The Biden administration is reportedly considering a mass vaccination campaign for poultry to combat avian flu outbreaks that have killed millions of chickens and driven up the cost of eggs.

Outbreaks of the H5N1 virus have affected more than 50 million birds and spilled into animals like minks and sea lions, prompting fears that a mutation could pose a threat to humans and cause another pandemic.

The likelihood of that remains low. Humans lack the kind of cellular receptors that allow the virus to attack other species, though the World Health Organization and the Centers for Disease Control and Prevention say they are being vigilant.

The CDC sent virus samples to drugmakers that could form the basis of human shots, The New York Times reported Tuesday.

More immediately, the U.S. Department of Agriculture is considering whether it is worth vaccinating farm birds for the virus alongside regular shots for pathogens like fowlpox.

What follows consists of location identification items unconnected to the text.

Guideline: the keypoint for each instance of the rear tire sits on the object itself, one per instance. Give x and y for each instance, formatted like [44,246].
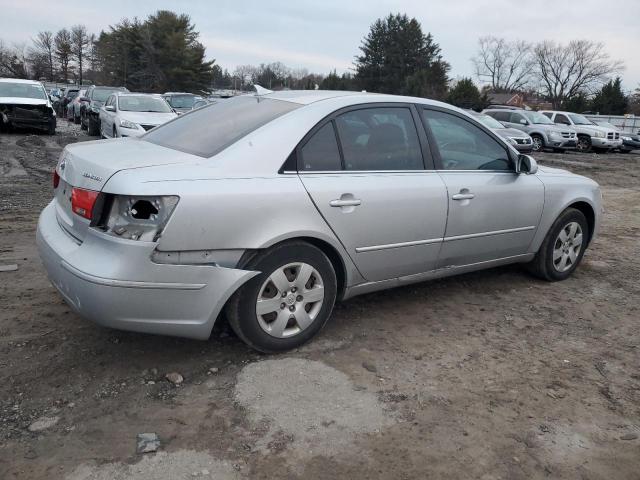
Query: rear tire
[562,248]
[283,313]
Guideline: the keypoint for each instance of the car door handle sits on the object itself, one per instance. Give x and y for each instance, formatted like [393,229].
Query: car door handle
[463,196]
[351,202]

It would be a complicated undertaking and could trigger trade bans, so the idea is not set in stone and the administration stressed it is one of several options on the table.

For now, the government is focused on safety measures to prevent transmission.

“There are a range of options the United States regularly considers when there is any outbreak that could affect the security and safety of the United States’ food supply,” the White House National Security Council told The Washington Times in a statement. “Right now, we are focused on promoting and enhancing high-impact biosafety practices and procedures. CDC continues to take outbreaks seriously and assesses the avian flu’s current risk to humans as very. The Department of Agriculture continues to respond quickly whenever the virus is detected among bird populations.”

Human cases mostly occur in persons who handle birds or come into close contact with them. There have been nine reported cases in humans globally since the start of the year, according to WHO.

An 11-year-old Cambodian girl died from the virus and her father got infected, though officials do not suspect human-to-human transmission and said that the strain is different from the one circulating in the U.S.